Impact Evaluations, Part 3: What Are Their Limits?

by Quentin Wodon

In the first post of this series, I argued that impact evaluations could be highly valuable for organizations such as Rotary in order to assess the impact of innovative interventions that have the potential to be replicated and scaled up by others if successful. In the second post I suggested that a range of techniques are available to implement impact evaluations. In this third and last post in the series, I would like to mention some of the limits of impact evaluations. Specifically, I will discuss four limits: (1) limits as to what can be randomized or quasi-randomized; (2) limits in terms of external validity; (3) limits in terms of explanation as opposed to attribution; and finally (4) limits in terms of short-term versus long-term effects.

Can Everything Be Randomized?

The gold standard for impact evaluations is randomized controlled trials (RCTs), as discussed in the second post in this series. When it is not feasible to randomize the beneficiaries of an interventions, statistical and econometric techniques can sometimes be used to assess impact through “quasi-randomization”. But not all types of interventions can be randomized or quasi-randomized. If one wants to assess the impact on households of a major policy change in a country, this may be hard to randomize.

One example would be the privatization of a large public company with a monopoly in the delivery of a specific good. The company can be privatized, but typically it is difficult to privatize only part of it, so assessing the impact of privatization on households may be hard to do because of the absence of a good counterfactual. Another example would be a major change in the way public school teachers are evaluated or compensated nationally. At times, even with such reforms, it may be feasible to sequence the new policy, for example by covering first some geographic areas and not others, which can provide data and ways to assess impacts. But in many cases the choice is “all or nothing”. Under such circumstances techniques used for impact evaluations may not work. Some have argued that for many of the most important policies that affect development outcomes, the ability to randomize is the exception rather than the rule.

For the types of projects that most Rotary clubs are implementing, I would have doubts about an argument that randomization would not be feasible, at least at some level. This does not mean that all or even most of our projects should be evaluated. But we should recognize that most of our projects are small and local, which makes it easier to randomize (some of) them, when appropriate for evaluation. For larger programs or policy changes, one must however be aware that randomization or quasi-randomization are not always feasible.

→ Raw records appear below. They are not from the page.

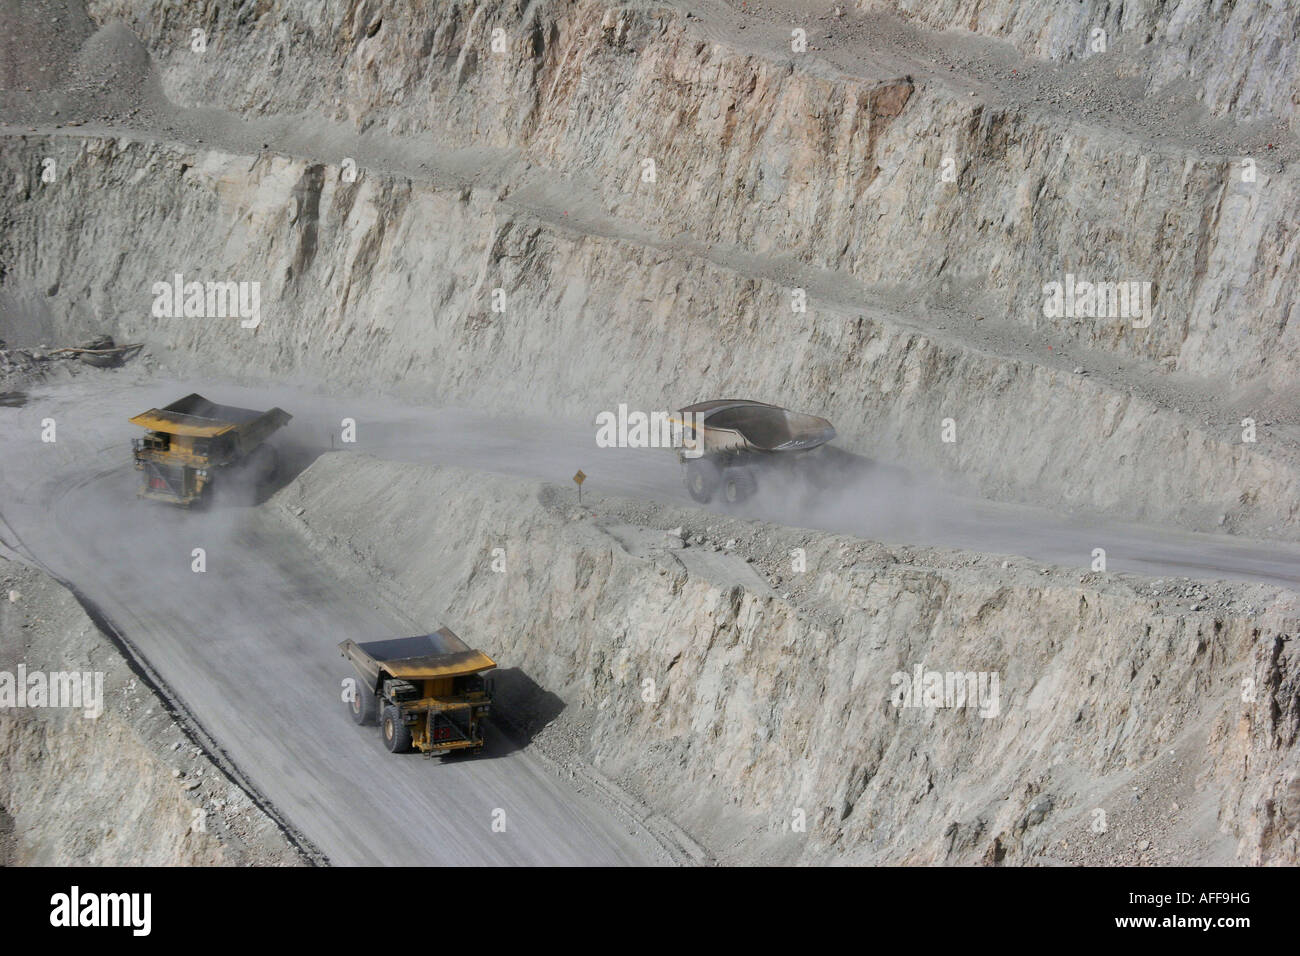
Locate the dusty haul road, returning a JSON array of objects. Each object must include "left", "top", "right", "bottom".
[
  {"left": 59, "top": 376, "right": 1300, "bottom": 589},
  {"left": 3, "top": 374, "right": 1300, "bottom": 866},
  {"left": 0, "top": 378, "right": 673, "bottom": 866}
]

Internal Versus External Validity

When RCTs or quasi-randomization are used to assess the impact of interventions, the evaluators often pay special attention to the internal validity of the evaluation. For example, are the control and treatment groups truly comparable, so that inferences about impact are legitimate? Careful evaluation design and research help in achieving internal validity.

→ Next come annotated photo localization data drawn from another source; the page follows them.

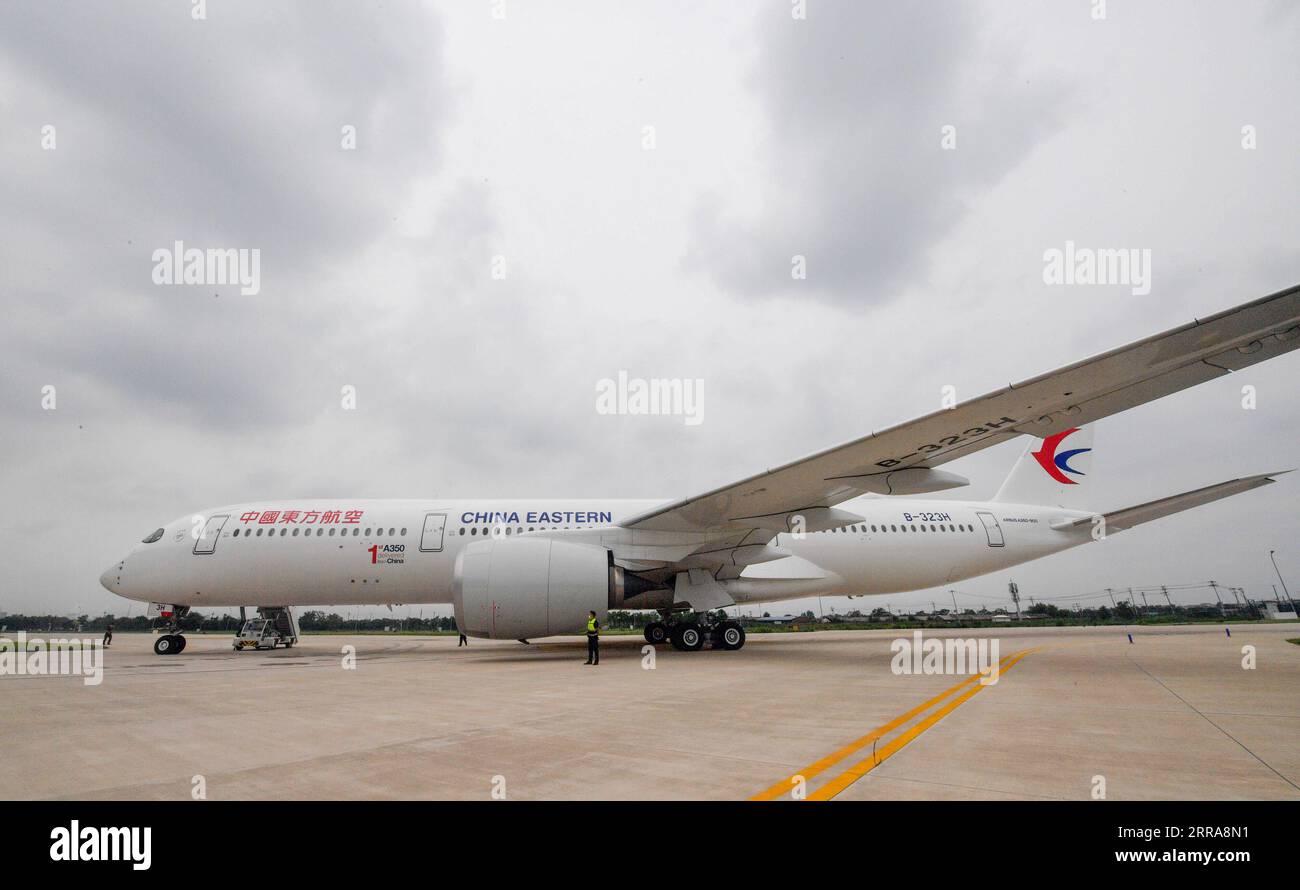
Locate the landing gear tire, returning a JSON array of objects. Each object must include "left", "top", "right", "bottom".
[
  {"left": 716, "top": 621, "right": 746, "bottom": 651},
  {"left": 644, "top": 622, "right": 668, "bottom": 645},
  {"left": 670, "top": 623, "right": 705, "bottom": 652},
  {"left": 154, "top": 634, "right": 182, "bottom": 655}
]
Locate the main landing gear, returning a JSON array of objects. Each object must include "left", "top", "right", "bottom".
[{"left": 643, "top": 615, "right": 746, "bottom": 652}]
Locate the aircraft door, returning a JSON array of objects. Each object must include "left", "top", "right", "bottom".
[
  {"left": 420, "top": 512, "right": 447, "bottom": 552},
  {"left": 193, "top": 514, "right": 229, "bottom": 555},
  {"left": 975, "top": 511, "right": 1004, "bottom": 547}
]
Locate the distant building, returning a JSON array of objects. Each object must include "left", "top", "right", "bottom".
[{"left": 1264, "top": 601, "right": 1298, "bottom": 621}]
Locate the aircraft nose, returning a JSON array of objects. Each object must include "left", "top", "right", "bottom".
[{"left": 100, "top": 562, "right": 121, "bottom": 593}]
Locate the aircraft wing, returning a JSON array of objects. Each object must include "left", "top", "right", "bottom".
[
  {"left": 1049, "top": 471, "right": 1289, "bottom": 533},
  {"left": 621, "top": 281, "right": 1300, "bottom": 534}
]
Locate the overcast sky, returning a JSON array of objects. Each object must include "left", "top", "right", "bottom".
[{"left": 2, "top": 0, "right": 1297, "bottom": 620}]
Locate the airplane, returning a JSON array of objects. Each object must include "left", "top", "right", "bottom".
[{"left": 101, "top": 282, "right": 1300, "bottom": 656}]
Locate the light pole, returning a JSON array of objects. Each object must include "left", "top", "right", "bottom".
[
  {"left": 1269, "top": 550, "right": 1296, "bottom": 611},
  {"left": 1237, "top": 587, "right": 1259, "bottom": 619}
]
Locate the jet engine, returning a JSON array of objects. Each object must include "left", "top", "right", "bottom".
[{"left": 454, "top": 538, "right": 623, "bottom": 640}]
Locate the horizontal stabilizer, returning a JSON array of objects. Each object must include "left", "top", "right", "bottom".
[{"left": 1050, "top": 471, "right": 1290, "bottom": 533}]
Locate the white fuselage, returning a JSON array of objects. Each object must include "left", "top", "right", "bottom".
[{"left": 100, "top": 497, "right": 1095, "bottom": 610}]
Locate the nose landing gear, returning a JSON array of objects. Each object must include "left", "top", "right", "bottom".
[
  {"left": 154, "top": 633, "right": 186, "bottom": 655},
  {"left": 150, "top": 603, "right": 192, "bottom": 655}
]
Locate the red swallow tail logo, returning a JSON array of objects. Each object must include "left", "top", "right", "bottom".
[{"left": 1031, "top": 427, "right": 1091, "bottom": 485}]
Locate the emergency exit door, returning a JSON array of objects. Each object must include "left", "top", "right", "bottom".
[
  {"left": 419, "top": 513, "right": 447, "bottom": 552},
  {"left": 974, "top": 511, "right": 1004, "bottom": 547}
]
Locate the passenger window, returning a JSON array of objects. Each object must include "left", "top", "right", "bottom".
[
  {"left": 400, "top": 528, "right": 407, "bottom": 536},
  {"left": 471, "top": 528, "right": 478, "bottom": 536}
]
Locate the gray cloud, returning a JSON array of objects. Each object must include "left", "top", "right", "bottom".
[
  {"left": 687, "top": 1, "right": 1069, "bottom": 306},
  {"left": 0, "top": 0, "right": 457, "bottom": 434}
]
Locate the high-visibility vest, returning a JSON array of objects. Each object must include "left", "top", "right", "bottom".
[{"left": 587, "top": 617, "right": 597, "bottom": 633}]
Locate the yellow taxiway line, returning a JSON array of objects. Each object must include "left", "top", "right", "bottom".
[
  {"left": 751, "top": 648, "right": 1035, "bottom": 801},
  {"left": 805, "top": 648, "right": 1036, "bottom": 799}
]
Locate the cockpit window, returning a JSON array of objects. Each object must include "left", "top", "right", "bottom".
[{"left": 142, "top": 528, "right": 165, "bottom": 544}]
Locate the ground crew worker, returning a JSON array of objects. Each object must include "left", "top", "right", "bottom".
[
  {"left": 584, "top": 611, "right": 599, "bottom": 665},
  {"left": 458, "top": 631, "right": 467, "bottom": 647},
  {"left": 102, "top": 624, "right": 113, "bottom": 648}
]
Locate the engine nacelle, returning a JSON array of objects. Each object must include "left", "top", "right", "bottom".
[{"left": 454, "top": 538, "right": 620, "bottom": 640}]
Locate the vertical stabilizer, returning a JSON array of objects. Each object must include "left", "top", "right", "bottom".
[{"left": 993, "top": 425, "right": 1095, "bottom": 508}]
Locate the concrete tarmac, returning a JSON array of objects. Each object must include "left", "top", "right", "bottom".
[{"left": 3, "top": 624, "right": 1297, "bottom": 800}]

But while good evaluations can be trusted in terms of their internal validity, do the results also have external validity? Do they apply beyond the design of the specific evaluation that has been carried out? Consider the case of a NGO doing great work in an area of health through an innovative pilot program. If the innovative model of that NGO is found to be successful and scaled up by a Ministry of Health, will the same results be observed nationally? Or is there a risk that with the scale-up, some of the benefits observed in the pilot will vanish, perhaps because the staff of the Ministry of Health are not as well trained or dedicated as the staff of the NGO? There have been cases of interventions when, as pilots were scaled up, their original promise did not materialize at scale.

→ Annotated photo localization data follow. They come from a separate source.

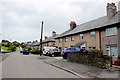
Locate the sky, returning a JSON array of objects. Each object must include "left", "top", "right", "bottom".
[{"left": 0, "top": 0, "right": 119, "bottom": 42}]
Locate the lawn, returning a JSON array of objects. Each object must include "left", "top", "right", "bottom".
[{"left": 2, "top": 46, "right": 11, "bottom": 53}]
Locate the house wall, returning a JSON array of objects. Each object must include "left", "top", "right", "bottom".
[
  {"left": 55, "top": 30, "right": 101, "bottom": 50},
  {"left": 43, "top": 42, "right": 55, "bottom": 47},
  {"left": 48, "top": 42, "right": 55, "bottom": 47},
  {"left": 55, "top": 39, "right": 62, "bottom": 49},
  {"left": 118, "top": 26, "right": 120, "bottom": 57},
  {"left": 100, "top": 27, "right": 118, "bottom": 56}
]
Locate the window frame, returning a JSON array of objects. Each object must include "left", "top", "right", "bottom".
[
  {"left": 106, "top": 46, "right": 118, "bottom": 57},
  {"left": 65, "top": 37, "right": 68, "bottom": 42},
  {"left": 106, "top": 27, "right": 118, "bottom": 36},
  {"left": 71, "top": 36, "right": 75, "bottom": 41},
  {"left": 80, "top": 34, "right": 84, "bottom": 40},
  {"left": 90, "top": 31, "right": 96, "bottom": 38}
]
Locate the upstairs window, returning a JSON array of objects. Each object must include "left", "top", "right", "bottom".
[
  {"left": 80, "top": 34, "right": 83, "bottom": 40},
  {"left": 65, "top": 37, "right": 68, "bottom": 42},
  {"left": 90, "top": 31, "right": 96, "bottom": 38},
  {"left": 59, "top": 38, "right": 62, "bottom": 43},
  {"left": 71, "top": 36, "right": 75, "bottom": 41},
  {"left": 106, "top": 27, "right": 117, "bottom": 36}
]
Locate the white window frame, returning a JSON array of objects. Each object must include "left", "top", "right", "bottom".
[
  {"left": 59, "top": 38, "right": 62, "bottom": 43},
  {"left": 106, "top": 46, "right": 118, "bottom": 57},
  {"left": 90, "top": 31, "right": 96, "bottom": 38},
  {"left": 80, "top": 34, "right": 83, "bottom": 40},
  {"left": 65, "top": 37, "right": 68, "bottom": 42},
  {"left": 71, "top": 36, "right": 75, "bottom": 41},
  {"left": 106, "top": 27, "right": 117, "bottom": 36}
]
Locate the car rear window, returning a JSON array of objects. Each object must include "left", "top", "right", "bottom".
[
  {"left": 53, "top": 49, "right": 59, "bottom": 51},
  {"left": 68, "top": 47, "right": 80, "bottom": 50}
]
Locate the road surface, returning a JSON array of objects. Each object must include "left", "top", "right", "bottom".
[
  {"left": 2, "top": 52, "right": 79, "bottom": 78},
  {"left": 0, "top": 53, "right": 11, "bottom": 62}
]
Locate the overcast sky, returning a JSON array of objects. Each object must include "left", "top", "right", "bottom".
[{"left": 0, "top": 0, "right": 119, "bottom": 42}]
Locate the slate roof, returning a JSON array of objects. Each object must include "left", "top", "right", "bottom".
[
  {"left": 42, "top": 34, "right": 59, "bottom": 43},
  {"left": 55, "top": 11, "right": 120, "bottom": 38},
  {"left": 32, "top": 42, "right": 40, "bottom": 46}
]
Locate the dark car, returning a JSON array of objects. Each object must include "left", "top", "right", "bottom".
[
  {"left": 61, "top": 47, "right": 81, "bottom": 59},
  {"left": 47, "top": 49, "right": 61, "bottom": 57},
  {"left": 23, "top": 49, "right": 29, "bottom": 55}
]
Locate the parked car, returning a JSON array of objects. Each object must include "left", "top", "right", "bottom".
[
  {"left": 19, "top": 47, "right": 23, "bottom": 53},
  {"left": 43, "top": 47, "right": 56, "bottom": 56},
  {"left": 47, "top": 49, "right": 61, "bottom": 57},
  {"left": 22, "top": 49, "right": 29, "bottom": 55},
  {"left": 61, "top": 47, "right": 81, "bottom": 59}
]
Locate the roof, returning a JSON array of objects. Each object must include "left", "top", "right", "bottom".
[
  {"left": 42, "top": 34, "right": 59, "bottom": 43},
  {"left": 74, "top": 42, "right": 86, "bottom": 47},
  {"left": 54, "top": 29, "right": 72, "bottom": 39},
  {"left": 32, "top": 42, "right": 40, "bottom": 46},
  {"left": 55, "top": 11, "right": 120, "bottom": 38}
]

Attribution Versus Explanation

Consider again the example of the dictionary project mentioned in the previous post. An impact evaluation could lead to the conclusion that the project improves some learning outcomes for children, or that it does not. Impact evaluations are great to attribute impacts and establish cause and effect. But they do not necessarily tell us why an impact is observed or not. For that, an understanding of the context of the intervention is needed. Such context is often provided by so-called process as opposed to impact evaluations. There is always a risk that an impact evaluation will be like a black box – impacts can be attributed, but the reasons for success or lack thereof may not be clear. This in turn can be problematic when scaling up programs that were successful as pilots because when doing so, it is often necessary to alter some of the parameters of the interventions that were evaluated, and without rich context, the potential consequences of altering some of the parameters of the original intervention may not be known.

Short Versus Long-term Effects

Another issue with impact evaluations is the time dimension to which they refer. Some interventions may have short-term positive impacts but no long-term gains. An evaluation carried out one or two years after an intervention may suggest positive impacts, but those could very well vanish after a few years. Conversely, other evaluations may have no clear impact in the short term, but positive impacts later on. Ideally, one would like to have information on both short-term and long-term impacts, but this may not be feasible. Most evaluations by design tend to look at short-term impacts rather than long-term impacts.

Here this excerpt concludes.